KATHMANDU, May 9: Nepal might be the least urbanized country in South Asia, but it is also the fastest urbanizing country in the region, and unless the government makes serious attempts to better manage urbanization, the country could fail to attain economic efficiency from urbanization, cautions a new World Bank study.
The findings of the study -- Urban Growth and Spatial Transition: An Initial Assessment -- which the WB disseminated on Tuesday, says urban population in Nepal has grown at more than 5 percent on average since 1970s, mainly as people moved rapidly to areas of jobs and better economic opportunities.
While that has led some 20 percent of Nepal´s population to presently live in urban areas, the urban areas are together generating about 65 percent of gross domestic product. Given that urban areas serve as powerhouse of economy in any country, the report says Nepal can tap the potential of its cities to leverage their comparative advantages and turn them into competitive advantages.
However, Elisa Muzzini, Urban Economist at the World Bank who led the study, said Nepal´s urban centers, particularly the Kathmandu Valley, are already facing serious challenge due to multiple factors like inadequate infrastructure, haphazard planning and poor business environment.
For instance, she said household access to piped water supply in urban Nepal has declined from 68 percent in 2003 to 58 percent in 2010. While the Kathmandu Valley suffers from unplanned construction, infrastructural bottlenecks in coming years are feared to hit the city´s productivity. While the metropolitan offices and the government have done little to manage the new expansion of the city, the Valley is receiving mere 6 dollars worth of per capita investment on infrastructure -- least among all sub-metros and municipalities in the country.
As a result, the Valley has failed to turn its comparative advantages on areas like cultural tourism, handicrafts and agro-processing into competitive advantages, says the report. As unmanaged urbanizing could also lead other fast growing urban centers to similar situation, it has urged the government to give immediate priority to urban planning and development.
"It is always easy and cost effective to address these issues while urbanization has just started. Once the urban centers grow into full-blown unplanned congested cities, it will be pretty difficult and costly to bring in efficiency in them," said Muzzini.

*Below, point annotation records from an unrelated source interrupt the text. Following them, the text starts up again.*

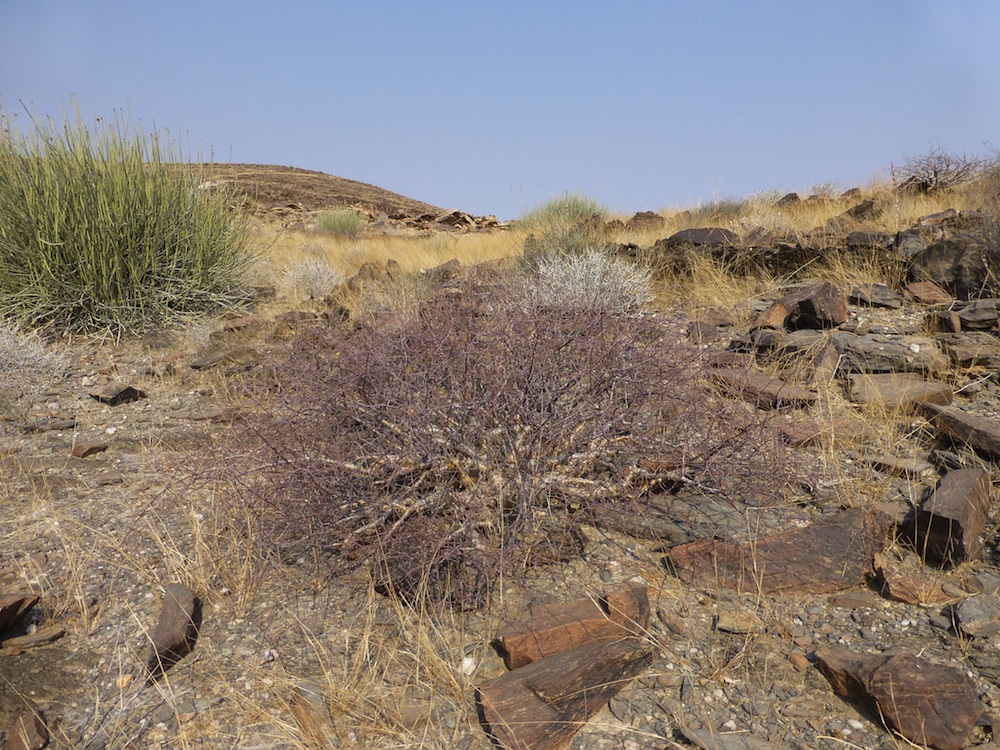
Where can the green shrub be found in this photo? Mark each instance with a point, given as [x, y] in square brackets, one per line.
[341, 222]
[566, 210]
[102, 229]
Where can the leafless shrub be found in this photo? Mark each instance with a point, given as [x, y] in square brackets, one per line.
[470, 440]
[313, 277]
[939, 169]
[591, 281]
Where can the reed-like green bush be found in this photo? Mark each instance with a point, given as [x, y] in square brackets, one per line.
[105, 228]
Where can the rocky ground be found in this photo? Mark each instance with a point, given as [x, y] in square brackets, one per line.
[106, 469]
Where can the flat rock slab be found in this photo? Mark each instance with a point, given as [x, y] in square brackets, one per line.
[898, 391]
[927, 703]
[176, 630]
[833, 554]
[762, 389]
[947, 527]
[981, 433]
[541, 706]
[622, 611]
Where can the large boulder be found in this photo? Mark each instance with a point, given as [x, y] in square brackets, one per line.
[964, 265]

Referring to such risks, the report has proposed broad policy directions and a number of priority actions in the areas of fostering the growth and sustainability of Nepal´s urban regions. It has suggested to the government to adopt three-prong approach -- institutional, infrastructural and incentives development -- to attain sustainable economic growth.
The report has strongly advocated the government to prioritize investment in infrastructure, connect cities internally and externally, and make growth inclusive in order to foster growth and sustainability of urban areas.
In case of the Kathmandu Valley, it has asked the government to strongly promote the development and regeneration of the Valley. "The government should strengthen and implement planning in the Valley, develop an infrastructure policy and plan for the Valley and regenerate the historic city," said Muzzini.
Likewise, the report has urged the government to enhance competitiveness of the strategic urban clusters by promoting sustainable cultural tourism, modernizing the handicraft sector and improving agro-processing competitiveness -- three areas that have been mainly creating jobs for the migrants.